Harimoto Tomokazu back in the swing of things

17-year-old golden boy plays for first time since March as Japanese table tennis reopens amid coronavirus pandemic.

By Shintaro Kano ·

Harimoto Tomokazu has taken his first steps toward a return to normalcy, the Japanese table tennis prodigy playing in an event for the first time during the global pandemic era.

"It was my first match in half a year and I was nervous from start to finish", the 17-year-old Harimoto openly said following Monday's (16 September) one-day exhibition featuring Japan's Tokyo 2020 Olympic Games hopefuls like Harimoto, Ishikawa Kasumi and Niwa Koki.
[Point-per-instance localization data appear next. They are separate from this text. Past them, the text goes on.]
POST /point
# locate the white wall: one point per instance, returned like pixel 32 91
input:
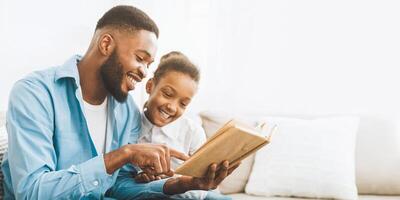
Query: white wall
pixel 280 57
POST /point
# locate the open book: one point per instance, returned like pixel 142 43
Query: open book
pixel 234 141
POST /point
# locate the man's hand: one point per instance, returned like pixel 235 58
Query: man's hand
pixel 213 178
pixel 154 159
pixel 143 177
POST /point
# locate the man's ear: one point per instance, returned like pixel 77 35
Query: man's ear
pixel 149 86
pixel 106 44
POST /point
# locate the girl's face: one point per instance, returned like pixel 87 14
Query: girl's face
pixel 169 97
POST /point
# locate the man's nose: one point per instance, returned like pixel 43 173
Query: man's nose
pixel 171 107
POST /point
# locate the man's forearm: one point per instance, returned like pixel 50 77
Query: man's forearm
pixel 116 159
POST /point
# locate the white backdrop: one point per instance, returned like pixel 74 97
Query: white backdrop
pixel 276 57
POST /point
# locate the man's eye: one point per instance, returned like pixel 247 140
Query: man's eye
pixel 139 59
pixel 183 105
pixel 167 94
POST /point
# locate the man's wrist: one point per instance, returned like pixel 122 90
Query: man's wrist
pixel 178 185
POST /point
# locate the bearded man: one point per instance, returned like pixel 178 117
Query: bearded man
pixel 73 128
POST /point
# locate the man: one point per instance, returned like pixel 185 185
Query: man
pixel 73 128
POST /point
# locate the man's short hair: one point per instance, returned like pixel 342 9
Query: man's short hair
pixel 127 18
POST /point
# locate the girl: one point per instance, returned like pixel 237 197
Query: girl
pixel 170 91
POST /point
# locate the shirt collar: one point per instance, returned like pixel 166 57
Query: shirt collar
pixel 171 130
pixel 69 70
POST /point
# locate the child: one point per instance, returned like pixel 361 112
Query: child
pixel 170 91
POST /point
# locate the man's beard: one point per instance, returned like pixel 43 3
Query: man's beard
pixel 112 74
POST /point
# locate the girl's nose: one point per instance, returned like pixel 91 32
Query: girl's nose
pixel 171 108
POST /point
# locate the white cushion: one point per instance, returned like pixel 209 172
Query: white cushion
pixel 307 158
pixel 378 156
pixel 2 118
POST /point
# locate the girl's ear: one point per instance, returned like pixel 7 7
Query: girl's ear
pixel 149 86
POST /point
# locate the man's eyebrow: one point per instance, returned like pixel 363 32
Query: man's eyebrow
pixel 147 53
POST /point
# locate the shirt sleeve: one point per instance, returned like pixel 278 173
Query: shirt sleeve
pixel 31 154
pixel 198 138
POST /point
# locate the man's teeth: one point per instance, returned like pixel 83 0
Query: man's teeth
pixel 131 79
pixel 164 115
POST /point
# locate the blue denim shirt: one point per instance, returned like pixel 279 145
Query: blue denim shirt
pixel 51 154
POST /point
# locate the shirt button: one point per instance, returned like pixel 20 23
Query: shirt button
pixel 95 183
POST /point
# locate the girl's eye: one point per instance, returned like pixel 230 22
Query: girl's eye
pixel 183 105
pixel 139 59
pixel 167 94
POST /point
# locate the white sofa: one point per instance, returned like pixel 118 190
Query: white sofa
pixel 376 162
pixel 381 185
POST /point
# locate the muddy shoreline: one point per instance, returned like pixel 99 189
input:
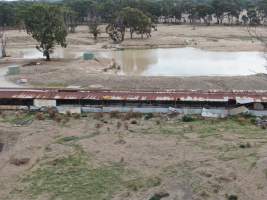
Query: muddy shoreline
pixel 66 72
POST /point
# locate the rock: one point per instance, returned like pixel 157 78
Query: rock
pixel 19 161
pixel 159 196
pixel 1 146
pixel 258 106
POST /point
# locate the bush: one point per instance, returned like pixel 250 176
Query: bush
pixel 132 115
pixel 187 118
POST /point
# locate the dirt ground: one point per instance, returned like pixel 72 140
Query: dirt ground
pixel 131 157
pixel 92 74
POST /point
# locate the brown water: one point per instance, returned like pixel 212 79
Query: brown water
pixel 187 62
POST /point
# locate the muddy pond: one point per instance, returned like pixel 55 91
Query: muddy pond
pixel 171 61
pixel 187 62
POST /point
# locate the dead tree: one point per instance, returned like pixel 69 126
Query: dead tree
pixel 3 43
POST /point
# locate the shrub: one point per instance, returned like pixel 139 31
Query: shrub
pixel 187 118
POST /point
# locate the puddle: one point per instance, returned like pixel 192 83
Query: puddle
pixel 3 81
pixel 187 62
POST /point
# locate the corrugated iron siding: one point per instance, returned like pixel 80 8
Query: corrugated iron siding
pixel 168 95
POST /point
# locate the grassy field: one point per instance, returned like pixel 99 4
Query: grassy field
pixel 131 156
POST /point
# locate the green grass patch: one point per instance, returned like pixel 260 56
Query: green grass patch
pixel 22 118
pixel 75 138
pixel 72 178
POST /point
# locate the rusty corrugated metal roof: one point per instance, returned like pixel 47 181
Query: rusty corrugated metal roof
pixel 135 95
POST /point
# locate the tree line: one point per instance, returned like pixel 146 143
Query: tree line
pixel 50 22
pixel 169 11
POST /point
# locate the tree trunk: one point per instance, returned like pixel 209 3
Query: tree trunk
pixel 48 56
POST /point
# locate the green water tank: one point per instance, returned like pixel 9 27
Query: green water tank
pixel 13 70
pixel 88 56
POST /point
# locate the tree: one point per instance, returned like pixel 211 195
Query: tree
pixel 70 19
pixel 135 20
pixel 3 43
pixel 93 28
pixel 45 23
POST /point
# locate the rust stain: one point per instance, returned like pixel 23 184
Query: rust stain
pixel 168 95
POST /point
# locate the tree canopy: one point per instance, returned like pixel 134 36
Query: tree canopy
pixel 45 23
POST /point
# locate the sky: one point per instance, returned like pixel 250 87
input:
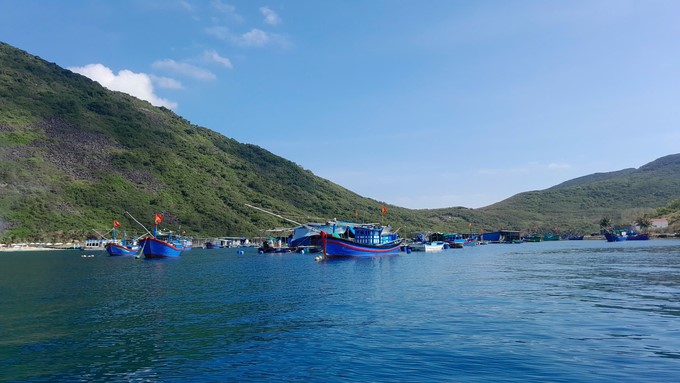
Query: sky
pixel 419 104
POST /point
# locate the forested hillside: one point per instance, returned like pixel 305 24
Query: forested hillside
pixel 74 156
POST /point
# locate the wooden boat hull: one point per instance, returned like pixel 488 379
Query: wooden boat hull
pixel 114 249
pixel 340 247
pixel 155 248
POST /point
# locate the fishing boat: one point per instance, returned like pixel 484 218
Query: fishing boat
pixel 455 240
pixel 615 236
pixel 163 245
pixel 637 237
pixel 369 241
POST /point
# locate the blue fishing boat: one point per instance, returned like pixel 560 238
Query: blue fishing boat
pixel 163 245
pixel 159 248
pixel 615 236
pixel 115 249
pixel 368 242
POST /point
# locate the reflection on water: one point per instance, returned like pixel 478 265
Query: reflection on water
pixel 558 311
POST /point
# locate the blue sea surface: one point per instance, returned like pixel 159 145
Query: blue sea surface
pixel 534 312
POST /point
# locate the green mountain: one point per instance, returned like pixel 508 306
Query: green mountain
pixel 578 205
pixel 74 156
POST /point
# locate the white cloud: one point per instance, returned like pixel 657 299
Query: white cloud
pixel 213 56
pixel 139 85
pixel 555 165
pixel 184 69
pixel 229 11
pixel 254 38
pixel 220 32
pixel 270 17
pixel 166 82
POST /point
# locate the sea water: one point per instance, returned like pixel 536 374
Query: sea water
pixel 534 312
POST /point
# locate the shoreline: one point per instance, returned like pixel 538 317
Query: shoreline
pixel 33 248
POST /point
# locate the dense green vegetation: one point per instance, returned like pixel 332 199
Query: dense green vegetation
pixel 74 156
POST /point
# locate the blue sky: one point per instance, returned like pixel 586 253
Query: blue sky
pixel 420 104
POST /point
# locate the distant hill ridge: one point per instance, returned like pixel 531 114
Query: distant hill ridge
pixel 74 156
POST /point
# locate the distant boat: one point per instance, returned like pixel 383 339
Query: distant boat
pixel 494 236
pixel 533 238
pixel 638 237
pixel 368 242
pixel 125 247
pixel 551 237
pixel 455 240
pixel 434 246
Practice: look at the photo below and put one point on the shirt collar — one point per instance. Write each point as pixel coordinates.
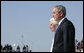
(61, 21)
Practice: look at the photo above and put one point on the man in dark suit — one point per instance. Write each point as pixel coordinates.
(64, 39)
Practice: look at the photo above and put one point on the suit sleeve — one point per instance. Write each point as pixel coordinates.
(68, 37)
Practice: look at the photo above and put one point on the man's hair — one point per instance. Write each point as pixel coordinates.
(61, 8)
(53, 21)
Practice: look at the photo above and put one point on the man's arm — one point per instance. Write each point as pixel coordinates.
(68, 37)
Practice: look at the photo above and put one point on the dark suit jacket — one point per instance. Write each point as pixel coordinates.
(64, 40)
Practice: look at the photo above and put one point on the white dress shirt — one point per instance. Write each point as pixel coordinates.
(53, 37)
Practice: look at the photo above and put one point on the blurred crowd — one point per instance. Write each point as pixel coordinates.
(9, 48)
(25, 48)
(79, 46)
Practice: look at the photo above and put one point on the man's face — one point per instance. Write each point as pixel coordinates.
(52, 27)
(55, 14)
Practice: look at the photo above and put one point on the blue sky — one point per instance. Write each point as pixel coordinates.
(31, 19)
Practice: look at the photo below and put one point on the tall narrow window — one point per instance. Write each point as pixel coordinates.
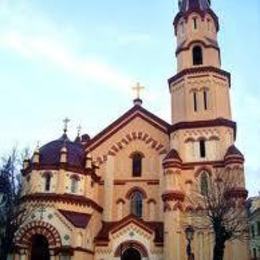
(202, 148)
(74, 185)
(182, 28)
(204, 184)
(258, 228)
(205, 99)
(253, 231)
(137, 164)
(197, 55)
(195, 23)
(137, 204)
(195, 103)
(47, 182)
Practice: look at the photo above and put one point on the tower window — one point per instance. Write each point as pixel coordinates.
(137, 164)
(253, 231)
(209, 24)
(195, 23)
(197, 55)
(137, 204)
(182, 28)
(195, 103)
(47, 186)
(204, 184)
(202, 148)
(205, 99)
(74, 184)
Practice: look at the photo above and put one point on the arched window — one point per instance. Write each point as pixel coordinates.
(137, 204)
(195, 101)
(137, 164)
(195, 23)
(204, 184)
(74, 184)
(197, 55)
(205, 99)
(47, 185)
(202, 144)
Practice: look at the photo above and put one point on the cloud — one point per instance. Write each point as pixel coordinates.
(134, 38)
(43, 41)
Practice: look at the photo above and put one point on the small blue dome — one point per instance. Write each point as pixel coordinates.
(50, 153)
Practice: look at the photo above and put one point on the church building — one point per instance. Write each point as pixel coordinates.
(122, 194)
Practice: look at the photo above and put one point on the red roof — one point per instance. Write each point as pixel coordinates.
(233, 150)
(79, 220)
(173, 154)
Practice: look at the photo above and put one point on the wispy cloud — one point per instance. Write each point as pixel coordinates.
(20, 36)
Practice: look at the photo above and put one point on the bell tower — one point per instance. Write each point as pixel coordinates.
(200, 89)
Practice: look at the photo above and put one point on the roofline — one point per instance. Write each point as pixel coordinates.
(136, 111)
(199, 69)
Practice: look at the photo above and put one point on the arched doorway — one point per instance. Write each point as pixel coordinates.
(40, 248)
(131, 254)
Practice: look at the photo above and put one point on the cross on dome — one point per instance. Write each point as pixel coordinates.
(79, 128)
(66, 122)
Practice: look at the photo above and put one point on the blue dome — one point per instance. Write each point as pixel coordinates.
(50, 153)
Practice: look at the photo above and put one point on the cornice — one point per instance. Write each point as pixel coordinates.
(65, 198)
(203, 124)
(199, 69)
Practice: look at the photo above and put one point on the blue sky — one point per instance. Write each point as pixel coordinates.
(80, 58)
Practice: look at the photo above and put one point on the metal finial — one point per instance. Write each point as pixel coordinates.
(66, 121)
(79, 128)
(138, 88)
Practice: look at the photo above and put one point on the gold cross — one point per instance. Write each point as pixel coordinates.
(79, 128)
(138, 88)
(66, 121)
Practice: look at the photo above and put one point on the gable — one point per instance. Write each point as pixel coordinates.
(137, 124)
(130, 224)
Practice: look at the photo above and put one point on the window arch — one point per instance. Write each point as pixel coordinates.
(195, 23)
(204, 183)
(197, 55)
(137, 204)
(137, 159)
(195, 100)
(202, 148)
(74, 184)
(47, 184)
(205, 99)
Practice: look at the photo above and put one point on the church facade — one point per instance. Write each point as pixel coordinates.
(123, 193)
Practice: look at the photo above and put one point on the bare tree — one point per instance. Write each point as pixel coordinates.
(10, 186)
(221, 208)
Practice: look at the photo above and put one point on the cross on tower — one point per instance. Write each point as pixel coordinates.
(66, 121)
(41, 210)
(138, 88)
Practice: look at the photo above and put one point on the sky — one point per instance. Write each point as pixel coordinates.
(79, 59)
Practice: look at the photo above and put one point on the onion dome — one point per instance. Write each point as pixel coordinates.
(233, 155)
(187, 5)
(202, 7)
(172, 159)
(51, 152)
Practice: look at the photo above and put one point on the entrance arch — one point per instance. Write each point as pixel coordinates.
(131, 254)
(131, 250)
(39, 248)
"In practice everyone hits everything hard but it doesn't work that way in matches. Practice alone isn't enough.

Japan's best and brightest in table tennis are back in business.

"It's comforting to be able to hit live balls again. I got rid of more than half the concerns that had built up in the last six months". - Harimoto Tomokazu

New beginnings

The event, held in Tokyo without fans, was a much-needed relief pill for the Japanese paddlers who had not competed since the Qatar Open in March, when the sports world came to a grinding halt with the outbreak of the coronavirus.

Rio 2016 bronze medallist Mizutani Jun was also scheduled to take part before pulling out at the last minute after not feeling well.

With table tennis set to reopen at home and abroad from November, Monday was the perfect time to shake off the rust and a rare opportunity to take on players of the opposite gender.

World No. 4 Harimoto, for one, faced Ishikawa for the first time since he was in elementary school.

"She hits the ball so cleanly", Harimoto said of the 27-year-old Ishikawa, who will be a teammate at Tokyo 2020.

"It was a great new experience. (The women) have more spin on their serves and play with a pace that isn't in the men's game".

With the T.League season starting 17 November, there is a need for Japanese table tennis, as well as the rest of the sporting community, to demonstrate that they can carry on amid COVID-19 ahead of the Games next summer - and Monday was just the start.

"It was great to be able to play with a bit of tension in the air", Ishikawa said. "It was a first step, a new beginning for table tennis and I enjoyed it".